Nearly 30 years after OM analysis was introduced into the social sciences, the question of comparing metrics remains open. A number of studies of systematic comparison have shown that many existing metrics gave closely similar results, although some metrics do stand out (Robette and Bry 2012; Studer and Ritschard 2014). Indeed, the recent subsequence vector representation metrics seem particularly effective when focusing on the order of elements within sequences (Elzinga and Studer 2015; Elzinga and Wang 2013). We should bear in mind that the choice of metric, although it certainly does not fundamentally alter the results, is no trivial matter, and it may be instructive to test a number of metrics on one set of data before proceeding with analyses. 11
Piccarreta’s point is also important: “Can sequences be so easily substituted by the MDS scores?” (this volume, p. 80). Abbott and De Viney (1992) appear to say yes in their article on policy adoption sequences (see also Halpin and Chan 1998). MDS applied to the matrix of distances between national sequences enables them to identify two main structuring factors, interpreted as the timing of pension program adoption and the timing of health insurance adoption. These two factors are then analyzed separately as dependent variables. However, MDS provides only a Euclidean approximation of a dissimilarity that is not necessarily Euclidean. Any Euclidean metric is perfectly rendered by the full set of MDS components, 12 whereas a non-Euclidean metric is rendered only approximately. So the question is, what information is lost by substituting MDS components for the distance matrix originally chosen; that is, what is the “non-Euclidean share” of this distance? Thorough research would be needed into ways of finding the Euclidean within the non-Euclidean. The use of MDS for sequence analysis probably deserves wider investigation (Piccarreta and Lior 2010) before we adopt it as a matter of routine.

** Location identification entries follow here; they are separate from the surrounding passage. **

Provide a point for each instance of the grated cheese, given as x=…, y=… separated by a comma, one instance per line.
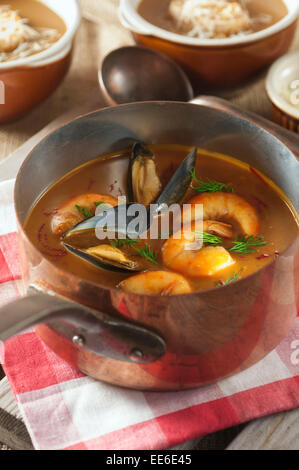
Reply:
x=211, y=19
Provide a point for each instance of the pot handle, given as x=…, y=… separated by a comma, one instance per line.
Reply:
x=291, y=139
x=92, y=330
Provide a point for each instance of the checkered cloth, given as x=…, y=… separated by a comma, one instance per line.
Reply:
x=63, y=409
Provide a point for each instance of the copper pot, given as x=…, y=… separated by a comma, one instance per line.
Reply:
x=152, y=342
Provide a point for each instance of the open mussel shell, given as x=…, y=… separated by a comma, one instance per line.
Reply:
x=144, y=184
x=106, y=257
x=174, y=192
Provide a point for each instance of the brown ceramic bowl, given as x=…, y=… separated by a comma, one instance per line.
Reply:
x=215, y=63
x=26, y=82
x=155, y=342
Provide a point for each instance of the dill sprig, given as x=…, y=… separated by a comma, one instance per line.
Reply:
x=245, y=245
x=119, y=243
x=84, y=211
x=210, y=186
x=208, y=238
x=234, y=278
x=148, y=254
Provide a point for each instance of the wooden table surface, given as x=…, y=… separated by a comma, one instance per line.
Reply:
x=94, y=40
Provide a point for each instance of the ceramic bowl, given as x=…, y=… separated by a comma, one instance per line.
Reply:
x=26, y=82
x=282, y=86
x=215, y=62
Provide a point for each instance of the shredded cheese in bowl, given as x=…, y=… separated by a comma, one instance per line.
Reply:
x=211, y=19
x=19, y=39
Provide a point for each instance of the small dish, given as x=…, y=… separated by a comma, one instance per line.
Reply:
x=215, y=62
x=282, y=87
x=27, y=81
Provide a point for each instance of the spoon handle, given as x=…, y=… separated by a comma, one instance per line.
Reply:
x=291, y=139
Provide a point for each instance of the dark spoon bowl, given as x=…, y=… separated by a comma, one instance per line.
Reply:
x=133, y=73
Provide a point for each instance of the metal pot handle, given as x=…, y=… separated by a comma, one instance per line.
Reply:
x=291, y=139
x=93, y=330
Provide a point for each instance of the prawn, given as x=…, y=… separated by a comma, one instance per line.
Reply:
x=204, y=262
x=68, y=215
x=228, y=206
x=155, y=283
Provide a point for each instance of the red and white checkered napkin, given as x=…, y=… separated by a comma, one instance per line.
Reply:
x=63, y=409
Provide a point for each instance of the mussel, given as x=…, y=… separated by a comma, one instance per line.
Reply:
x=106, y=257
x=144, y=184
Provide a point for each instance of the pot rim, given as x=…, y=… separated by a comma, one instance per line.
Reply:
x=131, y=19
x=61, y=47
x=115, y=289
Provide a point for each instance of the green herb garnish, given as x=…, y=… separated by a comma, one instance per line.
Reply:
x=148, y=254
x=210, y=186
x=84, y=211
x=208, y=238
x=234, y=278
x=130, y=243
x=245, y=245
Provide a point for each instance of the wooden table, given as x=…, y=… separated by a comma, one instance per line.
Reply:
x=94, y=40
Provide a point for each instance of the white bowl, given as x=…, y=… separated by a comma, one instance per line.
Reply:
x=284, y=70
x=131, y=19
x=69, y=11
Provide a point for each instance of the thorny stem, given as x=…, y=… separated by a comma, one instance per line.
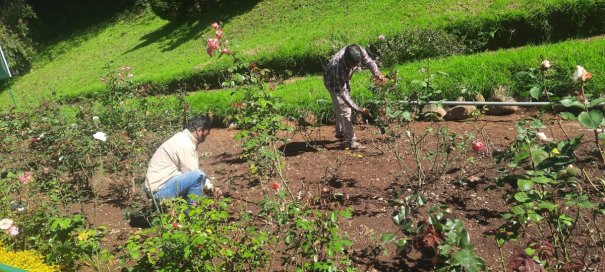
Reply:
x=596, y=133
x=594, y=220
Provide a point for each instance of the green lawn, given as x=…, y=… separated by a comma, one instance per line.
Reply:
x=161, y=52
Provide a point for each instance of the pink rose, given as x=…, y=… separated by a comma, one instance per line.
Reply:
x=12, y=231
x=478, y=146
x=25, y=178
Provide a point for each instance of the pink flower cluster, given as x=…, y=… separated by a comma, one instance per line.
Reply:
x=25, y=178
x=215, y=44
x=9, y=227
x=119, y=75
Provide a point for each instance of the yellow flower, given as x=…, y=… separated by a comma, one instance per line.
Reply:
x=581, y=75
x=554, y=152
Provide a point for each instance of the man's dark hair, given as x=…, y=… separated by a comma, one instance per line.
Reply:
x=197, y=121
x=353, y=54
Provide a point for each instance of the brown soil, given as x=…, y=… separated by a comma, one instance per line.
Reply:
x=317, y=164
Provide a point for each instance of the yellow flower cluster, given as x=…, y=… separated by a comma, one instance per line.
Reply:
x=25, y=260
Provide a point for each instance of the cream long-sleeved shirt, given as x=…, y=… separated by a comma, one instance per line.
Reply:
x=177, y=156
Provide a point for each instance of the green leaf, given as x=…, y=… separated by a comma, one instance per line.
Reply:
x=572, y=103
x=541, y=180
x=546, y=205
x=525, y=184
x=401, y=242
x=568, y=116
x=595, y=102
x=388, y=237
x=586, y=204
x=518, y=210
x=591, y=119
x=464, y=239
x=346, y=242
x=407, y=223
x=521, y=197
x=534, y=216
x=401, y=215
x=345, y=214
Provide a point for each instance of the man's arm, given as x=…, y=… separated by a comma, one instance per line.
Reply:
x=368, y=62
x=188, y=158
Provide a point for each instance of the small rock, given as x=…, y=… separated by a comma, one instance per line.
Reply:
x=459, y=113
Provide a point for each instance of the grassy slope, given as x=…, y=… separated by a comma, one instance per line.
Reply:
x=160, y=51
x=479, y=73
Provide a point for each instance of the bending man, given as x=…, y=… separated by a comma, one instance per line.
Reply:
x=337, y=75
x=174, y=168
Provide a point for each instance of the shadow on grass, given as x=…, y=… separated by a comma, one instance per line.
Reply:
x=174, y=34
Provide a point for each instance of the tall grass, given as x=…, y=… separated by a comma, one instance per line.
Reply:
x=478, y=73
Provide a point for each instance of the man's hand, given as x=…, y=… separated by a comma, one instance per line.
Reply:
x=217, y=192
x=379, y=79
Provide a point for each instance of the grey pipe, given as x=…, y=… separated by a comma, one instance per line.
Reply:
x=484, y=103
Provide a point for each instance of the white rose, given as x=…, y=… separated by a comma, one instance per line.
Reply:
x=542, y=136
x=13, y=231
x=100, y=136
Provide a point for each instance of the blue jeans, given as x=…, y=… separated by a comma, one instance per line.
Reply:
x=190, y=183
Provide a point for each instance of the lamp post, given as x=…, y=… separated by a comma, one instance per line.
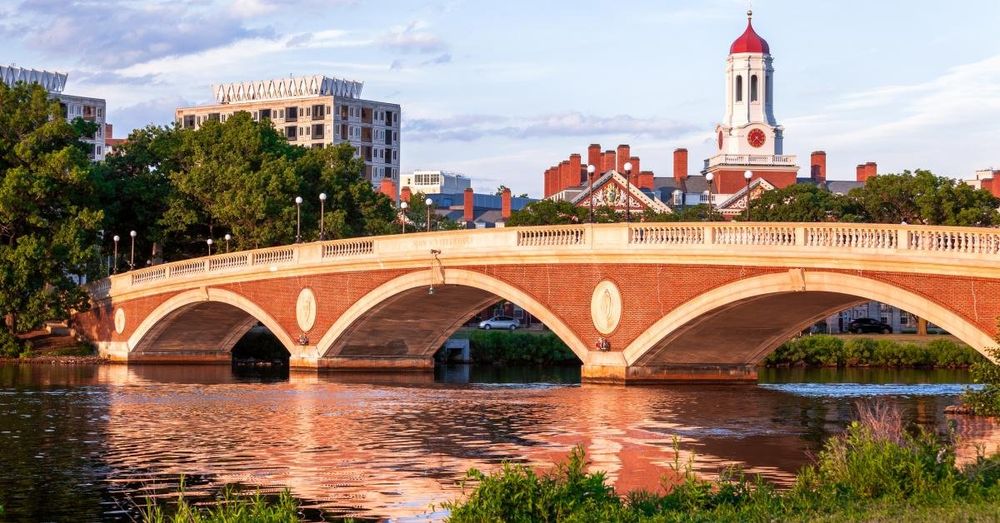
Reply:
x=298, y=219
x=628, y=192
x=708, y=178
x=322, y=208
x=116, y=238
x=428, y=202
x=590, y=188
x=131, y=260
x=746, y=176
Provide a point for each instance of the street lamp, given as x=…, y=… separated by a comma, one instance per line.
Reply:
x=298, y=219
x=428, y=202
x=116, y=238
x=322, y=203
x=131, y=260
x=746, y=176
x=709, y=177
x=590, y=187
x=628, y=192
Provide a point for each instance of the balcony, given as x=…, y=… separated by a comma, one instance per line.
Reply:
x=778, y=160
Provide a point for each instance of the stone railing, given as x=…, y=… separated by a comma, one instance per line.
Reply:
x=790, y=240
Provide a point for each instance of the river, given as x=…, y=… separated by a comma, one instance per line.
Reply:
x=90, y=443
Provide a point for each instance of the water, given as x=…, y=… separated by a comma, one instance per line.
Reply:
x=88, y=443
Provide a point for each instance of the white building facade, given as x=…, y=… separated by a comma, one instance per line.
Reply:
x=313, y=111
x=86, y=108
x=435, y=182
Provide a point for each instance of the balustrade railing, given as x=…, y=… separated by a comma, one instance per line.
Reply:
x=825, y=238
x=551, y=237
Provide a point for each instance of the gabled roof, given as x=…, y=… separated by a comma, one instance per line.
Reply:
x=609, y=189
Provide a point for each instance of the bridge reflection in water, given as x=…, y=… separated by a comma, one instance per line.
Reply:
x=674, y=301
x=390, y=445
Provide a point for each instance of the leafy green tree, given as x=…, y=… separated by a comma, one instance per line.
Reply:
x=920, y=197
x=549, y=212
x=48, y=217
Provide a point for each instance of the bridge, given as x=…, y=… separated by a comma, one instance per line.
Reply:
x=635, y=302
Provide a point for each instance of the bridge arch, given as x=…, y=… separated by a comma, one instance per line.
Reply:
x=471, y=291
x=807, y=296
x=230, y=316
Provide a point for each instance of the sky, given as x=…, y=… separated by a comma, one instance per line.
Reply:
x=500, y=91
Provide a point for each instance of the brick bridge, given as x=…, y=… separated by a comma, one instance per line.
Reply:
x=672, y=301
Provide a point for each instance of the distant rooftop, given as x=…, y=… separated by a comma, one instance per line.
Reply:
x=292, y=87
x=52, y=82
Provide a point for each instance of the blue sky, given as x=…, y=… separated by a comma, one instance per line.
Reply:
x=502, y=90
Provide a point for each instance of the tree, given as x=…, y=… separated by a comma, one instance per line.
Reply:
x=48, y=214
x=796, y=203
x=548, y=212
x=920, y=197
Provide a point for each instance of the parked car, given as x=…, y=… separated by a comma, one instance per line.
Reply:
x=860, y=325
x=500, y=322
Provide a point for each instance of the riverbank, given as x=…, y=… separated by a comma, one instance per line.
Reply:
x=823, y=350
x=875, y=471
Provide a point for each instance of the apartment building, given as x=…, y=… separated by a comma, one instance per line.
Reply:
x=73, y=106
x=313, y=111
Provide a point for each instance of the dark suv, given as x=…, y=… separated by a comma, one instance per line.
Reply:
x=868, y=325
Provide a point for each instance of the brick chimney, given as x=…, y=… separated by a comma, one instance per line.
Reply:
x=636, y=169
x=566, y=177
x=817, y=166
x=607, y=162
x=680, y=165
x=624, y=151
x=468, y=206
x=646, y=180
x=594, y=156
x=871, y=170
x=574, y=169
x=388, y=188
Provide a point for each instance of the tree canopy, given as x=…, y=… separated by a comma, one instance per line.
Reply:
x=49, y=217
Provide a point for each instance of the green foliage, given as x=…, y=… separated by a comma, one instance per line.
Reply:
x=917, y=197
x=514, y=348
x=232, y=507
x=874, y=468
x=48, y=210
x=829, y=351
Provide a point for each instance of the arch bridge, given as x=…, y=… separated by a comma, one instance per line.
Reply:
x=635, y=302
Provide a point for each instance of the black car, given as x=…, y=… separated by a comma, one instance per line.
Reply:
x=868, y=325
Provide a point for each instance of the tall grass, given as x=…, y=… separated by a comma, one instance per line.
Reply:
x=829, y=351
x=874, y=468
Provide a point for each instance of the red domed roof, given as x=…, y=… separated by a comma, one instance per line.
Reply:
x=749, y=41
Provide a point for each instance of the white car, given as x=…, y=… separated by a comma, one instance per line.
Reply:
x=500, y=322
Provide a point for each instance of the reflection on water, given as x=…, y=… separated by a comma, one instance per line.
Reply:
x=89, y=442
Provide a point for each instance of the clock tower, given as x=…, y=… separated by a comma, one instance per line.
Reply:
x=749, y=137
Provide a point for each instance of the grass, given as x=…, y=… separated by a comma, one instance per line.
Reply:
x=232, y=507
x=875, y=471
x=829, y=351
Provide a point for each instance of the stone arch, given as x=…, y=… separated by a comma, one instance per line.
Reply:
x=840, y=291
x=495, y=288
x=193, y=301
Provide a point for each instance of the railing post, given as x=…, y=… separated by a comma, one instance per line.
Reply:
x=800, y=235
x=903, y=239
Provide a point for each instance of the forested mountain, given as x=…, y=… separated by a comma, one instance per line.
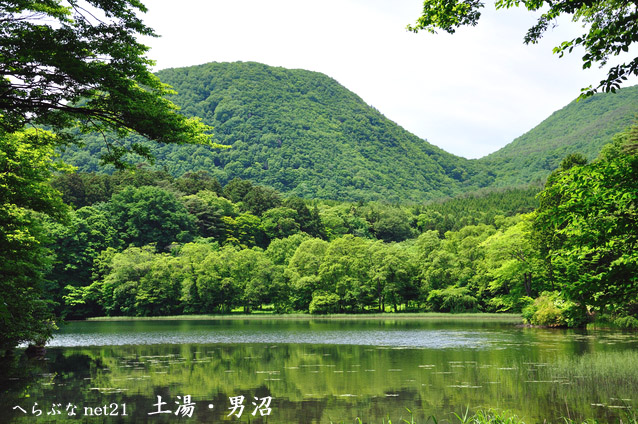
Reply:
x=301, y=133
x=305, y=135
x=583, y=126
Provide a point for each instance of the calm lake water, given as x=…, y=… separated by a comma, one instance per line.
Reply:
x=318, y=371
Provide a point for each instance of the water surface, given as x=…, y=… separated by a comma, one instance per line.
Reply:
x=318, y=371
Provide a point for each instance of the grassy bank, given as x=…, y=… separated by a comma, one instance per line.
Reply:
x=504, y=318
x=489, y=417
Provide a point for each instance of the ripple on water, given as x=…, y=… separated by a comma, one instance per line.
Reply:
x=385, y=338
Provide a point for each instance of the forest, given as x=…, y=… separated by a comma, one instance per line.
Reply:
x=144, y=243
x=281, y=190
x=304, y=134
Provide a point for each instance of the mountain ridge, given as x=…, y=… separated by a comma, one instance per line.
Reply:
x=304, y=134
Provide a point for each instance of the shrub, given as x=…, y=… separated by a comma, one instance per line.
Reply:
x=626, y=323
x=551, y=310
x=324, y=303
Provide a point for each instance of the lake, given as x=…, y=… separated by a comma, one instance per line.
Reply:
x=320, y=371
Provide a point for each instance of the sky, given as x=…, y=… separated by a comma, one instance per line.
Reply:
x=469, y=93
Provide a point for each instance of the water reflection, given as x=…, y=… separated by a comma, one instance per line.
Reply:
x=533, y=373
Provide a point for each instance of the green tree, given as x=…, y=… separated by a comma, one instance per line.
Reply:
x=592, y=210
x=611, y=28
x=81, y=64
x=303, y=272
x=150, y=215
x=513, y=266
x=25, y=198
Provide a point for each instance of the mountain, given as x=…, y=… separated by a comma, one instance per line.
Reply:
x=583, y=126
x=301, y=133
x=304, y=134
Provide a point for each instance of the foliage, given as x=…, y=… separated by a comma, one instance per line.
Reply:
x=583, y=126
x=452, y=299
x=82, y=65
x=612, y=27
x=25, y=199
x=550, y=309
x=626, y=323
x=591, y=211
x=150, y=215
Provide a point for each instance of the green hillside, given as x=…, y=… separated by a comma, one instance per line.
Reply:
x=301, y=133
x=304, y=134
x=582, y=126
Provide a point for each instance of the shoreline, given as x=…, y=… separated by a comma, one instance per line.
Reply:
x=513, y=318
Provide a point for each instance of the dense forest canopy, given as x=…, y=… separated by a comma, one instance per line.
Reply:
x=145, y=243
x=302, y=133
x=257, y=226
x=63, y=69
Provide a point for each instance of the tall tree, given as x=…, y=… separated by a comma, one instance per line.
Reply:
x=78, y=63
x=25, y=196
x=591, y=209
x=611, y=28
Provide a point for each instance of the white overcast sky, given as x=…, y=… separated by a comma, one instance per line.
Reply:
x=469, y=93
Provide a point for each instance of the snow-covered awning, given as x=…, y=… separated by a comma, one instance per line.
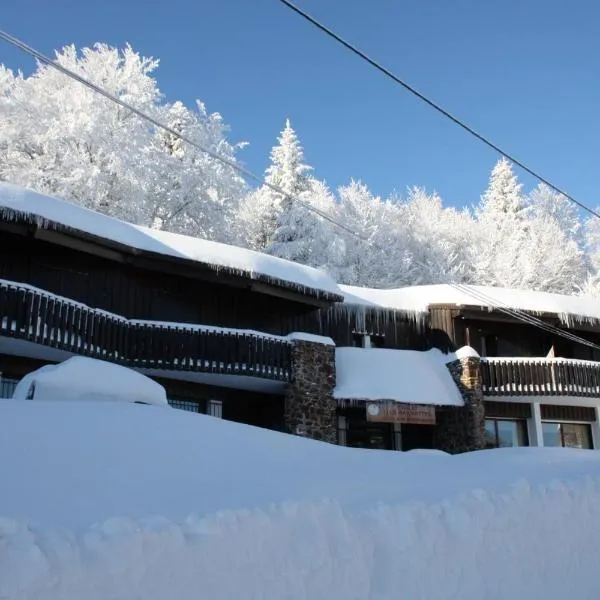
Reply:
x=418, y=299
x=48, y=212
x=407, y=376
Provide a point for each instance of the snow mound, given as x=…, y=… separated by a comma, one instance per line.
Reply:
x=407, y=376
x=81, y=379
x=466, y=352
x=47, y=209
x=418, y=299
x=109, y=501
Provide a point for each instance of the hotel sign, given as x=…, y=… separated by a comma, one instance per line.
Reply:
x=415, y=414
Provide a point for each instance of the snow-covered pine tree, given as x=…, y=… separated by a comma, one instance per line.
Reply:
x=526, y=242
x=268, y=220
x=296, y=226
x=501, y=229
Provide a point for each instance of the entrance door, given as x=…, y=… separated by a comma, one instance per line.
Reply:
x=415, y=437
x=362, y=434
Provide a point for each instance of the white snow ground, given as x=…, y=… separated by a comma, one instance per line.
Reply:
x=108, y=501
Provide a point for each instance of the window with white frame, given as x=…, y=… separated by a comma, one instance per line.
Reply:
x=215, y=409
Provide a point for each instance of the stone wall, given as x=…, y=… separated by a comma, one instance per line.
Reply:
x=462, y=428
x=310, y=409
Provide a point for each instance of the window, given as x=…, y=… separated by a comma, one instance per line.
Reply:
x=215, y=409
x=367, y=340
x=7, y=387
x=505, y=433
x=567, y=435
x=189, y=405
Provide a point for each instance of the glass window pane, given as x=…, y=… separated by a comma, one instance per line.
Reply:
x=490, y=434
x=508, y=435
x=577, y=436
x=505, y=433
x=552, y=437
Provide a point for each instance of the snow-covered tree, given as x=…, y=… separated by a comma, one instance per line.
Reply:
x=379, y=255
x=501, y=228
x=270, y=220
x=61, y=138
x=525, y=242
x=544, y=202
x=504, y=194
x=440, y=238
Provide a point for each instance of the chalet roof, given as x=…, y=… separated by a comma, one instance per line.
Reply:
x=406, y=376
x=570, y=310
x=47, y=212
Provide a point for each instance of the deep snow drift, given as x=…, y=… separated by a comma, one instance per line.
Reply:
x=408, y=376
x=83, y=379
x=106, y=501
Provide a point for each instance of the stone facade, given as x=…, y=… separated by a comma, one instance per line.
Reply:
x=462, y=428
x=310, y=409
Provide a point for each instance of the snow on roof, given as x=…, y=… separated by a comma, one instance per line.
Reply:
x=82, y=379
x=418, y=299
x=407, y=376
x=48, y=210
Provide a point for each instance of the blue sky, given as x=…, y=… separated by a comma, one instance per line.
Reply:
x=524, y=73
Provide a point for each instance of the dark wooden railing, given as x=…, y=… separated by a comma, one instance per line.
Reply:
x=33, y=315
x=540, y=377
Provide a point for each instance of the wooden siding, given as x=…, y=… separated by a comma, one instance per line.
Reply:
x=541, y=377
x=496, y=335
x=507, y=410
x=390, y=329
x=54, y=322
x=140, y=293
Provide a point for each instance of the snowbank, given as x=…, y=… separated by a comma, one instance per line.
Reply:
x=47, y=209
x=81, y=379
x=418, y=299
x=405, y=376
x=109, y=501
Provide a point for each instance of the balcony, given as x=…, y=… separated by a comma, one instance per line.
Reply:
x=540, y=377
x=35, y=316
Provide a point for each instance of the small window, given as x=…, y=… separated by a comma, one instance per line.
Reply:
x=377, y=341
x=568, y=435
x=505, y=433
x=358, y=340
x=189, y=405
x=7, y=387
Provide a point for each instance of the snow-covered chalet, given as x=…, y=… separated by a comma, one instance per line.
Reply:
x=255, y=339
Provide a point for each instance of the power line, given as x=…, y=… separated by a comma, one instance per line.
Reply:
x=44, y=59
x=355, y=50
x=521, y=315
x=230, y=163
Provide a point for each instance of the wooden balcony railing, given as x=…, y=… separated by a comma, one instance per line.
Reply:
x=33, y=315
x=540, y=377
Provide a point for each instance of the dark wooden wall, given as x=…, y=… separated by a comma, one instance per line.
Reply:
x=499, y=336
x=139, y=293
x=341, y=322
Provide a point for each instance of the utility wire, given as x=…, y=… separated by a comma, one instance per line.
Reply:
x=230, y=163
x=355, y=50
x=69, y=73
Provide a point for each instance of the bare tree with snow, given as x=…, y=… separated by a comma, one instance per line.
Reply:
x=59, y=137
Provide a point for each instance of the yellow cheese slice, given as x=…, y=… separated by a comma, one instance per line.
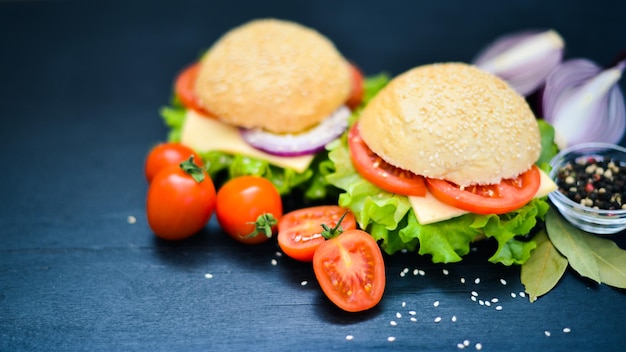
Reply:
x=207, y=134
x=428, y=209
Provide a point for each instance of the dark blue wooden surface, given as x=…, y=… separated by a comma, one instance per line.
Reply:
x=80, y=88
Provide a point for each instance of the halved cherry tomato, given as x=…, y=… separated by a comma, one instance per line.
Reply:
x=300, y=231
x=249, y=208
x=180, y=201
x=508, y=195
x=356, y=95
x=167, y=154
x=376, y=170
x=350, y=270
x=184, y=89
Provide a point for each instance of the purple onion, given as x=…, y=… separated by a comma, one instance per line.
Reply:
x=309, y=142
x=584, y=103
x=523, y=59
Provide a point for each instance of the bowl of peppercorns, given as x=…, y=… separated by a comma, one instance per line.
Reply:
x=591, y=180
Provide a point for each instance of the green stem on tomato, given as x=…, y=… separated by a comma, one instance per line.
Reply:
x=192, y=169
x=263, y=224
x=329, y=233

Finally, one last prospect for research is the connection between the local and global (here in Fasang’s sense), that is, event and sequence. As Fan and Moen point out in their comment, one might, for example, ask “how a given transition in one person’s life is tied to temporal patterns in another’s.” The path toward combining the standard tools of event-history analysis and those of sequence analysis appears at first blush to be a stony one in both technical and epistemological terms, but it may not be totally impassable. Studer’s (2012) “sequences of typical states” may well supply another line of enquiry. Let us bet that this is the direction that will be taken by the most stimulating innovations in sequence analysis in the years ahead.